Are We Actually Worse Off Than Our Parents?

A Real Look at Cash Flow & Lifestyle: 1960s/70s vs Today

Why this question keeps coming up

Many people feel like they’re earning more than their parents did—but somehow have less breathing room. That tension is real, and the data backs up parts of it.

The truth is not as simple as “better” or “worse.” Financial life today is a mix of meaningful progress and new pressure points that didn’t exist in the same way decades ago.

Income: Higher than Previous Generations

If you look strictly at income, Americans today are better off than households in the 1960s and 1970s.

  • Median household income has risen significantly after adjusting for inflation

  • Middle-class incomes increased roughly 50–60% from 1970 to recent years (Pew Research)

  • Dual-income households are now the norm, boosting total household earnings

What this means:

  • Households generally have more dollars coming in than prior generations

  • On paper, purchasing power has improved

But income alone doesn’t determine how life feels financially.

Housing: The Largest Structural Shift

Housing is the single biggest reason people feel worse off today.

In 1960:

  • Median home price was about 2x household income

Today:

  • Median home price is closer to 5x household income

Other important shifts:

  • Down payments are harder to save for

  • Rent has increased faster than income in many areas

  • First-time homebuyers are older than previous generations

What this means:

  • A much larger portion of income goes to housing

  • Less flexibility for saving, investing, or lifestyle choices

Cost of Living: What Got Cheaper vs. More Expensive

Not everything is more expensive. In fact, many everyday goods are cheaper relative to income.

Cheaper (relative to income):

  • Food (as a percentage of income)

  • Clothing

  • Technology and electronics

More expensive:

  • Housing

  • Healthcare

  • College education

What this means:

  • Daily spending may feel manageable

  • Long-term, high-impact expenses create financial strain

Lifestyle Expectations: Then vs. Now

Part of the difference is not just prices, it’s what’s considered “normal.”

Typical household in the 1960s:

  • Smaller homes

  • One car (often)

  • Limited subscription or recurring expenses

Typical household today:

  • Larger homes

  • Multiple vehicles

  • Ongoing expenses (streaming, software, memberships, childcare)
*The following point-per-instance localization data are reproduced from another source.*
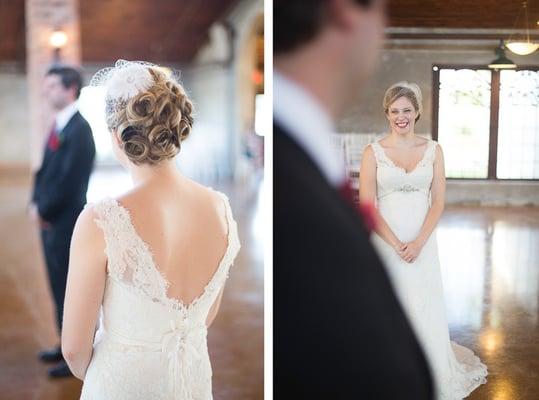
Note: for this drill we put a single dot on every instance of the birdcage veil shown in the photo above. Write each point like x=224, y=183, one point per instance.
x=124, y=81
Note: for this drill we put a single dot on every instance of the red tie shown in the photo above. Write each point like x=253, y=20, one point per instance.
x=53, y=143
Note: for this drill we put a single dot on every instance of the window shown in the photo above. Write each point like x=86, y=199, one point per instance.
x=487, y=121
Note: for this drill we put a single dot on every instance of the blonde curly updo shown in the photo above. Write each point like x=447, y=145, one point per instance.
x=404, y=89
x=152, y=124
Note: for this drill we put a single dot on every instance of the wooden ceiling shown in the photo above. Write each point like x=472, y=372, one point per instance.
x=154, y=30
x=473, y=14
x=173, y=30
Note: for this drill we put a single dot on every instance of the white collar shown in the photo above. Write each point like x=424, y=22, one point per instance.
x=309, y=124
x=63, y=116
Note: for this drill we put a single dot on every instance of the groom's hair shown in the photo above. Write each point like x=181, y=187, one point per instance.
x=296, y=22
x=69, y=77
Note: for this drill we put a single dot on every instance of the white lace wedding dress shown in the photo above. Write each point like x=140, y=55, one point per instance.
x=403, y=199
x=149, y=346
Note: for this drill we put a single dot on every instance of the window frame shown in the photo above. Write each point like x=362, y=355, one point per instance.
x=494, y=114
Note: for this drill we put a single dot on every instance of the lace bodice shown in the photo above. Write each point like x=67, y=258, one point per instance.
x=403, y=200
x=167, y=336
x=393, y=179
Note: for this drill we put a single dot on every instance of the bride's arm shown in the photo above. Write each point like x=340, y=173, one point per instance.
x=435, y=211
x=84, y=292
x=367, y=195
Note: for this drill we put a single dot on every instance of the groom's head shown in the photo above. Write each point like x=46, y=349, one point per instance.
x=336, y=38
x=62, y=86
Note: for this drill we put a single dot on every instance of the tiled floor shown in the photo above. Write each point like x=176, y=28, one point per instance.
x=26, y=313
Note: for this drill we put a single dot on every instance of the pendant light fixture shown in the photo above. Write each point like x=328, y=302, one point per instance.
x=501, y=61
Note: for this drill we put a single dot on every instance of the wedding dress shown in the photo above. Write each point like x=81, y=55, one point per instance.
x=149, y=346
x=403, y=200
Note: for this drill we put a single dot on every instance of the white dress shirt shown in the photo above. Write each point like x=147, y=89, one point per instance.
x=309, y=124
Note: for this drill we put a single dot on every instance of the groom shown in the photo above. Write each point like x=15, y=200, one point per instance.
x=339, y=331
x=60, y=188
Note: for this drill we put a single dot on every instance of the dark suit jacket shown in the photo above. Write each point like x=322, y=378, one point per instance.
x=60, y=184
x=339, y=331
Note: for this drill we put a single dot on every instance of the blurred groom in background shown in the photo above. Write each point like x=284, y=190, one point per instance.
x=60, y=185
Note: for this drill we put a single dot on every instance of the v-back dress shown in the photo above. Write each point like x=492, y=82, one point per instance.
x=149, y=346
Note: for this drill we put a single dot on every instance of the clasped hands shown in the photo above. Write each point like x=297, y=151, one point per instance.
x=409, y=251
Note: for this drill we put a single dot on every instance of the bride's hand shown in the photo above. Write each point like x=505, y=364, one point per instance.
x=399, y=248
x=411, y=251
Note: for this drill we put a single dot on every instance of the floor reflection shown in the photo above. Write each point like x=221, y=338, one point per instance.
x=490, y=268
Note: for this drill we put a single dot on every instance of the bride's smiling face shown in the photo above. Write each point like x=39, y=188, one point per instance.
x=401, y=115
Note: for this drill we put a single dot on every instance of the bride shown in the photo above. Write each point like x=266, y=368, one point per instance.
x=154, y=260
x=404, y=175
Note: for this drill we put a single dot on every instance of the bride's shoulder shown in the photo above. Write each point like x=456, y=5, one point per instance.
x=87, y=224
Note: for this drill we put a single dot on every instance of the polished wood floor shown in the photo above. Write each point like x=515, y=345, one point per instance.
x=26, y=310
x=490, y=270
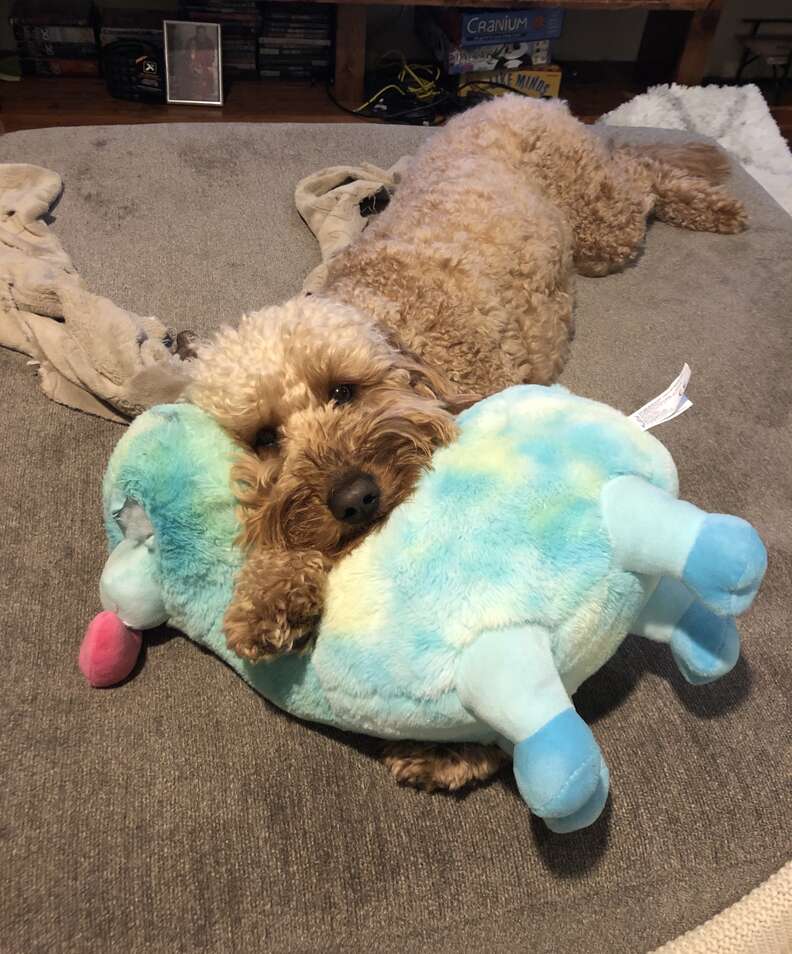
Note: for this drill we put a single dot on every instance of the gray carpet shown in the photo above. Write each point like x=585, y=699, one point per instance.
x=179, y=813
On top of those major expenses, people are now more likely to go out to eat, buy meat regularly, fly on planes, and take multiple vacations each year. These experiences—now considered routine by many—were once reserved for special occasions just a few decades ago.

What this means:

  • Modern lifestyles are more expensive partly because of what we’ve grown used to

  • Some costs are optional, and others are structural (especially childcare)

Financial Stability: More Uncertainty Today

Even beyond income and expenses, the financial system itself has changed.

Since the 1970s:

  • Pensions have largely disappeared

  • Responsibility for retirement shifted to individuals (401(k), IRA)

  • Job stability has decreased

  • Income volatility has increased

What this means:

  • Households must self-manage more risk, from investing for retirement to protecting against income loss and market downturns.

  • Without actively managing these, it’s easier for finances to feel tighter than in previous generations, even with higher incomes

  • Financial planning is more complex and ongoing, requiring regular adjustments instead of a one-time plan

So Are We Better or Worse Off?

The honest answer is both.

Better off in:

  • Income (inflation-adjusted)

  • Access to goods and services

  • Technology and convenience

  • Overall standard of living

Worse off in:

  • Housing affordability

  • Cost of raising children

  • Financial predictability

  • Cost of major life milestones

Why It Feels Harder

Even though income is higher, pressure is concentrated in a few critical areas.

  • Housing consumes a larger share of income

  • Childcare can rival a second mortgage

  • Healthcare costs are unpredictable

  • Big decisions carry more financial risk

When the largest expenses increase faster than income, it creates a persistent feeling of being squeezed. In some cases, this pressure is driven by structural costs like housing and childcare. In others, it reflects lifestyle choices such as larger mortgages or higher car payments than previous generations would have considered standard.

What This Means for Financial Planning

This shift is exactly why traditional advice often feels outdated.

  • Housing choices have an outsized impact on long-term wealth

  • Cash flow planning is more important than ever

  • Retirement needs to be actively planned for as opposed to relying on a pension

Financial planning today needs to focus on structuring your life in a way that supports sustainable cash flow both now and in retirement.

Final Thought

Previous generations benefited from lower housing costs and more predictable financial systems. Today’s households have higher incomes and more opportunities, but higher housing, healthcare, and childcare costs - combined with greater spending on lifestyle and day-to-day conveniences - can stretch many budgets.

Understanding that balance, and sometimes sacrificing portions of your daily spending in order to save for the big ticket items, is the first step to building a plan that actually works in today’s reality.